AT&T Inc. (NYSE:T) announced in-line earnings for its fiscal third quarter on Wednesday.
The telecom giant reported operating revenues of $30.71 billion, representing a 1.6% increase compared to the same period last year, which fell short of the analyst consensus estimate of $30.87 billion. Adjusted earnings per share (EPS) stood at $0.54, in line with the analyst consensus estimate.
In its Consumer Wireline segment, AT&T continued to expand its fiber optic footprint, adding 288,000 AT&T Fiber net subscribers and 270,000 AT&T Internet Air net additions.
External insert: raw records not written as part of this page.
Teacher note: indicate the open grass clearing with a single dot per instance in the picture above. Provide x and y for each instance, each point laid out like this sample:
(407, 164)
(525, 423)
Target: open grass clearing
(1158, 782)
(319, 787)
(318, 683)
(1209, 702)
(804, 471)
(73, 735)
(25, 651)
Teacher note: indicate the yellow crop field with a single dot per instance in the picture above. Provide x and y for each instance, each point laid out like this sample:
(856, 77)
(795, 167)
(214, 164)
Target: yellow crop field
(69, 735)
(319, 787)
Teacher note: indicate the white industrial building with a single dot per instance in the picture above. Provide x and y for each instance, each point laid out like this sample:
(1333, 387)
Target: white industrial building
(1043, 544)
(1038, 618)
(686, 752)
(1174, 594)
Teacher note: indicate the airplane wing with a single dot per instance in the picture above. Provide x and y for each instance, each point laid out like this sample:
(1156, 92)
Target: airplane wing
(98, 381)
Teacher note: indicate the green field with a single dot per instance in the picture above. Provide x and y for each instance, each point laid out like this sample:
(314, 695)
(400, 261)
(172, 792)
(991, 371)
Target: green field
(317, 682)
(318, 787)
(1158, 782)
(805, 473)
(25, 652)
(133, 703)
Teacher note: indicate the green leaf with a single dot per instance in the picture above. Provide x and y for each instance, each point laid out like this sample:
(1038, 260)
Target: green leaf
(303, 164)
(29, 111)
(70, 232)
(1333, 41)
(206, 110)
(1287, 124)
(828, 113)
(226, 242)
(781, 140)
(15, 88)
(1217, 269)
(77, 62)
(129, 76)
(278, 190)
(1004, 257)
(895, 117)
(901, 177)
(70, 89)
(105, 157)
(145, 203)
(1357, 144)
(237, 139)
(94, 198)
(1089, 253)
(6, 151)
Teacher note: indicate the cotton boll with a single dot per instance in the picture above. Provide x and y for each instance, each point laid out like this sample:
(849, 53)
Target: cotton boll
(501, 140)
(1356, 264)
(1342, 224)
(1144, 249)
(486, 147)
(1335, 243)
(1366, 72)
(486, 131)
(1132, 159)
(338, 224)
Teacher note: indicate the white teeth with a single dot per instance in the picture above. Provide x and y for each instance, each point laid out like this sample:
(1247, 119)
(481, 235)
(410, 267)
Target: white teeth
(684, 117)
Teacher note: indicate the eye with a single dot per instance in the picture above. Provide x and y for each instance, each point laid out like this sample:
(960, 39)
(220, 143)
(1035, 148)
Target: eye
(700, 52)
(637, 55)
“We have the key building blocks in place to give our customers the best connectivity experience in the industry and we’re winning the race to lead in convergence,” said John Stankey, AT&T Chairman and CEO. “We continue to add highly-profitable customers that are choosing AT&T for all their connectivity needs on the country’s fastest and largest wireless and fiber networks. It’s clear our differentiated investment-led strategy is working, and we remain on track to achieve all of our 2025 consolidated financial guidance.”
AT&T shares closed at $543.73 on Wednesday.
These analysts made changes to their price targets on AT&T following earnings announcement.
- Barclays analyst Kannan Venkateshwar maintained AT&T with an Equal-Weight rating and lowered the price target from $30 to $28.
- RBC Capital analyst Jonathan Atkin maintained the stock with an Outperform rating and lowered the price target from $31 to $30.